ECLI:NL:RBZWB:2021:3426
Rechtbank Zeeland-West-Brabant
- Eerste aanleg - enkelvoudig
- Rechtspraak.nl
Niet-ontvankelijkheid van beroepschrift inzake navorderingsaanslagen inkomstenbelasting en premie volksverzekeringen
Op 7 juli 2021 heeft de Rechtbank Zeeland-West-Brabant uitspraak gedaan in een zaak waarin belanghebbende een beroepschrift had ingediend tegen de uitspraak op bezwaar van de inspecteur van de Belastingdienst. Dit beroepschrift betrof navorderingsaanslagen inkomstenbelasting en premie volksverzekeringen voor de jaren 2014 en 2015. De uitspraak op bezwaar was gedateerd op 12 oktober 2020, en de wettelijke termijn voor het indienen van een beroepschrift eindigde op 23 november 2020. Het beroepschrift werd echter pas op 30 november 2020 digitaal ingediend, wat leidde tot de conclusie dat het niet-tijdig was ingediend.

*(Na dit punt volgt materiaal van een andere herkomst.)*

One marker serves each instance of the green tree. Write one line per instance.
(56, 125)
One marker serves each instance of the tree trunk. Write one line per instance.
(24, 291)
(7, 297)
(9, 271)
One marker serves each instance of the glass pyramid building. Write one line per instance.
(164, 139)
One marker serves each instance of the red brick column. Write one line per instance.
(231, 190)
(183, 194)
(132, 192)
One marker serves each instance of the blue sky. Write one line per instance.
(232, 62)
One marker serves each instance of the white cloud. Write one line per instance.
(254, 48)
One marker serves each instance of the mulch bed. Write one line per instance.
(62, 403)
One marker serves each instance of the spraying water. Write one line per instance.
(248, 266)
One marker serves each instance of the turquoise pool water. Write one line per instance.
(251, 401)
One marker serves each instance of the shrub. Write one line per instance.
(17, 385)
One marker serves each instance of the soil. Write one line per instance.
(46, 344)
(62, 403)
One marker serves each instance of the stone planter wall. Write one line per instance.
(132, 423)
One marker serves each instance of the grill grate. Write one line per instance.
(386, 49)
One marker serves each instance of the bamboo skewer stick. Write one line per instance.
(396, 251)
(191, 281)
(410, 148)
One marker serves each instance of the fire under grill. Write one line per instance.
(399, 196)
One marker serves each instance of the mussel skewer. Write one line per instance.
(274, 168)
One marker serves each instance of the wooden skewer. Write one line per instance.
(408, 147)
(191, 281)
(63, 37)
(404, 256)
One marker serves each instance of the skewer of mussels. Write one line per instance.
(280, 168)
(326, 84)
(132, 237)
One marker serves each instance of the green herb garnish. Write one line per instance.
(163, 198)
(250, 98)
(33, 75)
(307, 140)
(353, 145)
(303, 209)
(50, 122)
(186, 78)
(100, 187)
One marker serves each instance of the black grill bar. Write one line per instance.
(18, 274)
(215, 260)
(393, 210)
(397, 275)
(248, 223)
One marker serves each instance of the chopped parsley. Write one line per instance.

De rechtbank benadrukte dat de beroepstermijn van openbare orde is, wat betekent dat bij termijnoverschrijding een niet-ontvankelijkverklaring moet volgen, tenzij er sprake is van verschoonbare termijnoverschrijding. De griffier had belanghebbende de gelegenheid gegeven om redenen voor de termijnoverschrijding aan te voeren, maar belanghebbende heeft geen argumenten aangedragen die de overschrijding konden rechtvaardigen. Klachten over de communicatie en afhandeling door de Belastingdienst werden niet als verschoonbaar beschouwd.
De rechtbank verklaarde de beroepen kennelijk niet-ontvankelijk, wat betekende dat er geen inhoudelijke behandeling van de zaak plaatsvond. Er werd geen proceskostenveroordeling opgelegd. De uitspraak werd gedaan door mr. S.A.J. Bastiaansen, in aanwezigheid van griffier N. Plasman, en werd openbaar gemaakt op www.rechtspraak.nl. Tegen deze uitspraak kan binnen zes weken verzet worden aangetekend bij de rechtbank.